私はこの僧侶の神経痛を完治させてあげたいという気持ちが強く、そのため奥様のご加持を受けてもらいたかったわけです。私は彼が真言密教を嫌っていることを知っていましたが、神経痛が本当に気の毒だったので奥様のご加持を勧めてしまいました。

「もしよろしければ気を送る治療を受けていただきたいのですが」と打診してみました。すると

「因縁を引くからね」と断ってきました。まあ彼の立場からすれば無理もありませんが、もしかして救いの手を差し伸べることができるかもしれないという万一の可能性に賭けて進言しました。が、撃沈です。いわなきゃよかった・・・。

 霊能者のT先生は日蓮宗ですが快く治療を受けてくれましたので淡い期待をしました。が、無理でした。

「ここ(診療所)の気が変わったね」と上人。

「わかりますか?」

「わかるよ」と言います。

「お母さんがね、様子を見てやってくれって言ってたんで今日来たんだよ。お母さんが心配しているよ」と。
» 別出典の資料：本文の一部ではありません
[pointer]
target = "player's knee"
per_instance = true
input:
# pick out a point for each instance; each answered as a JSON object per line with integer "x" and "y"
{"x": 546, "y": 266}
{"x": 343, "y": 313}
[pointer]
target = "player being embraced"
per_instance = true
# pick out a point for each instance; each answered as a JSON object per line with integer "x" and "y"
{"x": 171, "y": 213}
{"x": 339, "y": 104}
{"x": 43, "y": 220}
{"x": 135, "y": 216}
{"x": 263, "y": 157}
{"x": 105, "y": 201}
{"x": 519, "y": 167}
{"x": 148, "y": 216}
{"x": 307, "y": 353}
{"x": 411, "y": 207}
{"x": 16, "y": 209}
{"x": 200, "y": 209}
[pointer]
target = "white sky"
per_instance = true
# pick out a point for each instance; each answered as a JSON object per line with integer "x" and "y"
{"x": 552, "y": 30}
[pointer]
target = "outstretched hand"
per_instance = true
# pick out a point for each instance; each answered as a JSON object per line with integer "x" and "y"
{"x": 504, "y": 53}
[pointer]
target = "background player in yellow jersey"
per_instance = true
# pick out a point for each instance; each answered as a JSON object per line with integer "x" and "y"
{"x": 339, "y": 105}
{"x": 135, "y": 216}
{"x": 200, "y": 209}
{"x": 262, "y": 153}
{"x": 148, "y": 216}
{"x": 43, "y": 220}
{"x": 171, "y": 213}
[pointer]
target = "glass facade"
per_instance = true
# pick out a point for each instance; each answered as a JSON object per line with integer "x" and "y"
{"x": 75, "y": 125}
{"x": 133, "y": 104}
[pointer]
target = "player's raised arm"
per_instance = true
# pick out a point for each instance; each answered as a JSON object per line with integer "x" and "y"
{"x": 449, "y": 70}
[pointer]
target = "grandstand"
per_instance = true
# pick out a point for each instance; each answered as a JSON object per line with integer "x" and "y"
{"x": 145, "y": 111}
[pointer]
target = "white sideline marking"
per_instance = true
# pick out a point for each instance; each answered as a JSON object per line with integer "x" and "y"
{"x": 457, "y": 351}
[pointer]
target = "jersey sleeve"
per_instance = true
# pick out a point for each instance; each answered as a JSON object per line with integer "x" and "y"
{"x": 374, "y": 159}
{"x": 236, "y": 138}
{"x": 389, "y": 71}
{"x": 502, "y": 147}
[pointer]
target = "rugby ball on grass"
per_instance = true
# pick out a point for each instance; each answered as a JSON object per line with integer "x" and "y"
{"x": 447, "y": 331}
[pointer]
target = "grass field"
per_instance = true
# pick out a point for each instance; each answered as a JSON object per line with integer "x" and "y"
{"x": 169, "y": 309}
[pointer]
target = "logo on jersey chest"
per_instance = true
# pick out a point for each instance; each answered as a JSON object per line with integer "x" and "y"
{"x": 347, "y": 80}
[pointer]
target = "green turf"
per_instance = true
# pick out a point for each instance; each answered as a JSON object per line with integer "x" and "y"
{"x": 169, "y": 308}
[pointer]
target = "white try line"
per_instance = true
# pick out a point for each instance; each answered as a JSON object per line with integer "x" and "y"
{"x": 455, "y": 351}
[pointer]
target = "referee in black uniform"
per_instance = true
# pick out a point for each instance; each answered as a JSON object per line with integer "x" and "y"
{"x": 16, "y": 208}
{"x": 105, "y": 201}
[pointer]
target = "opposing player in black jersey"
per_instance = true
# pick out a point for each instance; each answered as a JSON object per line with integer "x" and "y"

これは結構卑怯なセリフです。霊能者でもない上人が私の母と会話ができるはずもなく、私は実際に奥様を通して母と会話しているというのに、その母が「私と奥様が真言宗に入信することを心配している」と事実ではないことを彼の空想で言うのですからよくないでしょう。彼は奥様の能力を知らないようです。知っていればこういう話がすぐにばれることがわかりますから。

 彼は以前私に「真言宗の方に行くと命をとられることもある。その覚悟はあるのですか?」と言ったことがあったので、そのセリフを再度彼の口から言わせないようにするために、私はこう言いました。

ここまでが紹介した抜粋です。